The precise mechanism by which ERK MAPK regulates the activity of p38 MAPK is yet to be determined. There is a growing body of evidence indicating that activation of ERK MAPK following stimulation of NR2A-NMDARs induces trafficking of α-amino-3-hydroxy-5-methylisoxazole-4-propionate (AMPA) receptor subunits to the surface, whereas inhibition of ERK MAPK following stimulation of NR2B-NMDARs inhibits AMPA receptor surface insertion (Ehlers 2000; Zhu et al. 2002; Kim et al. 2005; Keifer et al. 2007). Additional studies have also described a role of AMPA receptors in up-regulation of p38 MAPK activity (Krapivinsky et al. 2004). This raises the possibility that ERK-mediated trafficking of AMPA receptors may play a role in homocysteine-induced p38 MAPK activation and is an important topic for future studies.

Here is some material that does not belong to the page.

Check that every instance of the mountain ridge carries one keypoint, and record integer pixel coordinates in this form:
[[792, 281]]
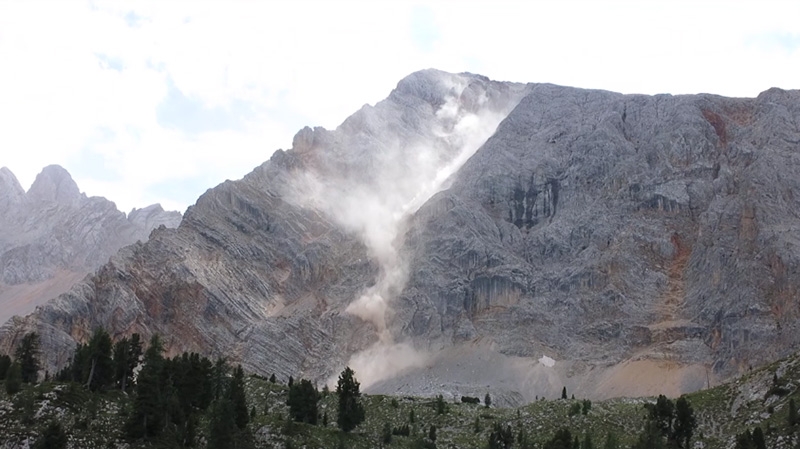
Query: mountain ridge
[[53, 235], [614, 234]]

Our study shows a sustained but two-tier pattern of ERK MAPK activation by homocysteine. A biphasic activation of p38 MAPK is also observed, where the initial phase is transient, while the secondary phase is more prolonged. It is difficult to explain why the initial ERK MAPK activation remains sustained, while p38 MAPK activation is transient. A probable explanation is that a phosphatase selective for p38 MAPK is activated as the cell's protective response to inhibit the pro-apoptotic p38 MAPK pathway. Such selective activation of dual-specificity phosphatases that inhibits either ERK or p38 MAPK resulting in preferential activation of the other MAPK has been reported in earlier studies (Muda et al. 1996; Xiao et al. 2002; Wang et al. 2006; Junttila et al. 2008). Regardless of this differential pattern of the initial ERK and p38 MAPK activation, it is the delayed larger increase in ERK MAPK activity and the secondary activation of p38 MAPK that is predominantly responsible for homocysteine-dependent neuronal cell death. Concerning this delayed large increase in ERK MAPK activity, evidences from earlier studies show that prolonged homocysteine exposure leads to a gradual increase in intracellular Ca2+, mitochondrial dysfunction, and reactive oxygen species (ROS) generation (Kruman et al. 2000; Zieminska et al. 2006; Ganapathy et al. 2011a,b). ROS-mediated activation of ERK MAPK has also been shown to play a detrimental role in oxidative neuronal injury (Stanciu et al. 2000; Stanciu and DeFranco 2002; Luo et al. 2007; Chen et al. 2009; Tuerxun et al. 2010). Thus, it appears that homocysteine–NMDAR-mediated intracellular Ca2+ accumulation over time may lead to mitochondrial dysfunction and subsequent ROS generation. This in turn could lead to the delayed large increase in ERK MAPK activity.
In conclusion, this study provides evidence for a novel signaling mechanism of neuronal injury involving a crosstalk between ERK and p38 MAPKs in response to elevated levels of homocysteine. Further evaluation of this molecular pathway is necessary to establish a role of hyperhomocysteinaemia in the progression of neurological disorders.